User-visible features get:

  • A page under docs/features/yourfeature.md. Match the shape of an existing feature page, like docs/features/auto-role.md.
  • An entry in docs/SUMMARY.md under the Features section.
  • An entry in docs/configuration/instance-config.md if you added a config.toml section.
  • A row in docs/reference/command-list.md if you added a command.
  • A CHANGELOG.md entry under [Unreleased] in Added.

Documentation is a load-bearing part of the change. PRs that ship a feature without it tend to bounce in review.

Step 11: Test the loop

Locally:

CONFIG_DIR=instances/local cargo run

In Discord:

  • !m remind 1m hello should respond with Reminder #1 set. and fire a minute later.
  • !m remind banana hello should respond with Invalid duration.
  • !m remind 1y hello should respond with Invalid duration. (the unit must be one of s, m, h, d, wy isn’t supported).
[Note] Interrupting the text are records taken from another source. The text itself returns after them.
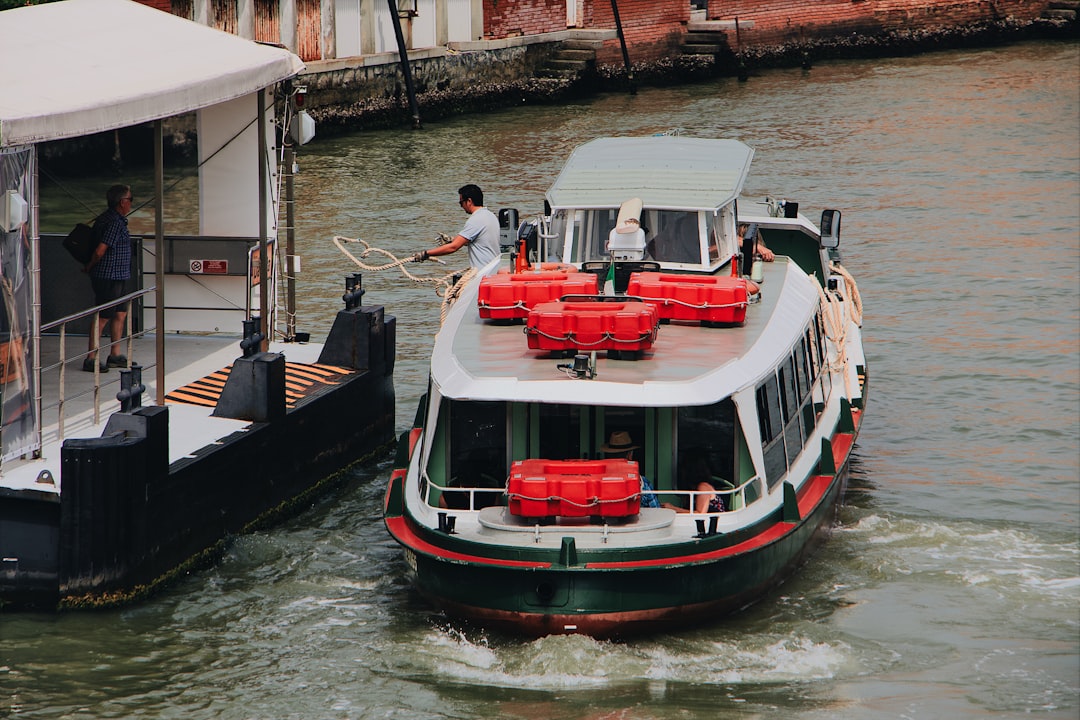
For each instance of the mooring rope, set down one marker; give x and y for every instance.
(446, 286)
(837, 308)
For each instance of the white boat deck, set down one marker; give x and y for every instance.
(687, 364)
(188, 357)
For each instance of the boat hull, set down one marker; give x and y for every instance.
(624, 598)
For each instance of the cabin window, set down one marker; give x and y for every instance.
(477, 448)
(810, 355)
(770, 421)
(790, 401)
(801, 375)
(557, 229)
(822, 355)
(715, 240)
(559, 432)
(707, 433)
(673, 236)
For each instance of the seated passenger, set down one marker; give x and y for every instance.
(698, 478)
(620, 444)
(759, 250)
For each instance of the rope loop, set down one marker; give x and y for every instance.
(447, 286)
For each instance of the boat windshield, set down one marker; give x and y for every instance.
(671, 235)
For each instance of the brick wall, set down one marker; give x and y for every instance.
(652, 28)
(786, 21)
(507, 18)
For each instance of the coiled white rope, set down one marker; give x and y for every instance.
(445, 285)
(837, 308)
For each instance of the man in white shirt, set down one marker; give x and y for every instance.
(481, 233)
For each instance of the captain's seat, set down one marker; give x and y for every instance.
(626, 240)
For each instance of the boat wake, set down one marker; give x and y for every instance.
(578, 662)
(1008, 560)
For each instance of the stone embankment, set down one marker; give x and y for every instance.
(368, 92)
(561, 68)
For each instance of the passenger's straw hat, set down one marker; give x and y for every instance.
(620, 442)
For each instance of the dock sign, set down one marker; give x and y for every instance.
(208, 268)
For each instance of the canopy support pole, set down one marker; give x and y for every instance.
(264, 259)
(403, 54)
(622, 43)
(159, 259)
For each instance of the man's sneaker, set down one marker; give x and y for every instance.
(88, 366)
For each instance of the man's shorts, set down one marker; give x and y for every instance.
(107, 290)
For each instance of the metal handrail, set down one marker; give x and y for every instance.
(728, 493)
(63, 358)
(97, 309)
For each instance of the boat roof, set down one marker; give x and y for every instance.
(666, 172)
(79, 67)
(688, 365)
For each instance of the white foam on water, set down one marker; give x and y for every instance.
(575, 662)
(1006, 558)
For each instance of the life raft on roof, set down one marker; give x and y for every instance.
(696, 298)
(574, 488)
(589, 325)
(510, 296)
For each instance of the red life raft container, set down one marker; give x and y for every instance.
(574, 488)
(698, 298)
(626, 325)
(510, 296)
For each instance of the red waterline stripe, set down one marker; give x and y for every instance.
(817, 488)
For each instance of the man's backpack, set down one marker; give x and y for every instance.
(81, 243)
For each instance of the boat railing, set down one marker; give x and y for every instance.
(430, 487)
(734, 499)
(61, 366)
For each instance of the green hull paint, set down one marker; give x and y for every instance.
(618, 601)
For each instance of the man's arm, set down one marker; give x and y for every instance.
(453, 246)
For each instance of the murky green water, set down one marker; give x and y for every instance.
(950, 587)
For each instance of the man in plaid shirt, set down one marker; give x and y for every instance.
(109, 269)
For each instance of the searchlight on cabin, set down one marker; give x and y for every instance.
(302, 126)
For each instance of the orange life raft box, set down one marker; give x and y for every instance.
(626, 325)
(699, 298)
(574, 488)
(510, 296)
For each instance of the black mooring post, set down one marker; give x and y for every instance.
(403, 54)
(622, 42)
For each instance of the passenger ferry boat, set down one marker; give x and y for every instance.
(629, 321)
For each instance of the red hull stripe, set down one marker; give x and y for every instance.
(401, 530)
(814, 491)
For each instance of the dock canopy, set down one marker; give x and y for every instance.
(113, 64)
(665, 172)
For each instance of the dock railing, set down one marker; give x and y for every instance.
(61, 365)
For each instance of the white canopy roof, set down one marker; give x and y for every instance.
(665, 172)
(79, 67)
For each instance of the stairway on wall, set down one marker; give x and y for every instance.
(571, 60)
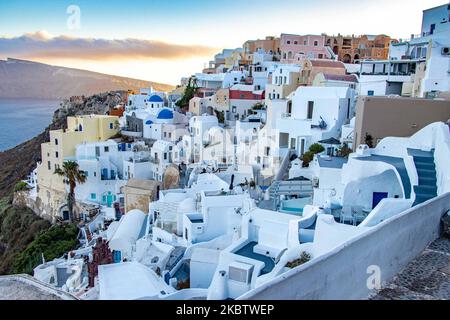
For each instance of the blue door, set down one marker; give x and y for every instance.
(109, 200)
(104, 174)
(117, 256)
(377, 197)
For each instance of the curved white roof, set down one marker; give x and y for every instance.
(162, 145)
(187, 205)
(128, 231)
(322, 92)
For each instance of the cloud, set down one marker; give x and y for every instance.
(41, 44)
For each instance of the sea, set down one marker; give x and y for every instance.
(23, 119)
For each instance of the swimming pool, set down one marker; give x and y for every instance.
(247, 251)
(295, 206)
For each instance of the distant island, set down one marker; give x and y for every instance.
(28, 79)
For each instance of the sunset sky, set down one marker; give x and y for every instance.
(165, 40)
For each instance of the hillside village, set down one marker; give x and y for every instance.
(283, 160)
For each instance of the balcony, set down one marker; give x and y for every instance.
(130, 133)
(154, 160)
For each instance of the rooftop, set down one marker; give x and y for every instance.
(332, 162)
(425, 278)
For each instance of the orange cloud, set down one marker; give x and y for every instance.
(43, 45)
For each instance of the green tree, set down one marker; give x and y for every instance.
(316, 148)
(307, 157)
(72, 176)
(344, 151)
(368, 139)
(189, 93)
(51, 243)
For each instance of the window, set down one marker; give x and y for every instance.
(310, 109)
Add automated coverage where it’s cheap. parse_duration is already unit-tested; if your feature has pure logic — a scheduler that picks which reminders to fire, a permission check, a duration formatter — test it the same way. See Testing for the project’s current posture and what kinds of tests are most welcome.

Common gotchas

  • Forgot the mod line in main.rs. Your code doesn’t compile, with a confusing error. Add mod reminders; at the top.
  • Forgot to register the command. The command compiles, the bot boots, and !m remind does nothing. Add "reminders::remind" to the subcommands(...) list in commands/mod.rs.
  • Held a DashMap entry across an .await. Will deadlock under load. Look up the entry, clone the Arc, drop the guard, then await on the clone.
  • Panicked from a background task. Tasks must never panic — log the error with tracing::warn! or tracing::error! and continue the loop. The bot stays up.
  • Missed the feature-gate “verbose” log on startup. Reviewers will ask for it. Copy the pattern from auto-role or minecraft in main.rs.
  • Skipped the config struct because “the feature is small.” Once the feature has any tunable, put it in instance_config.rs. Hard-coded values become technical debt fast.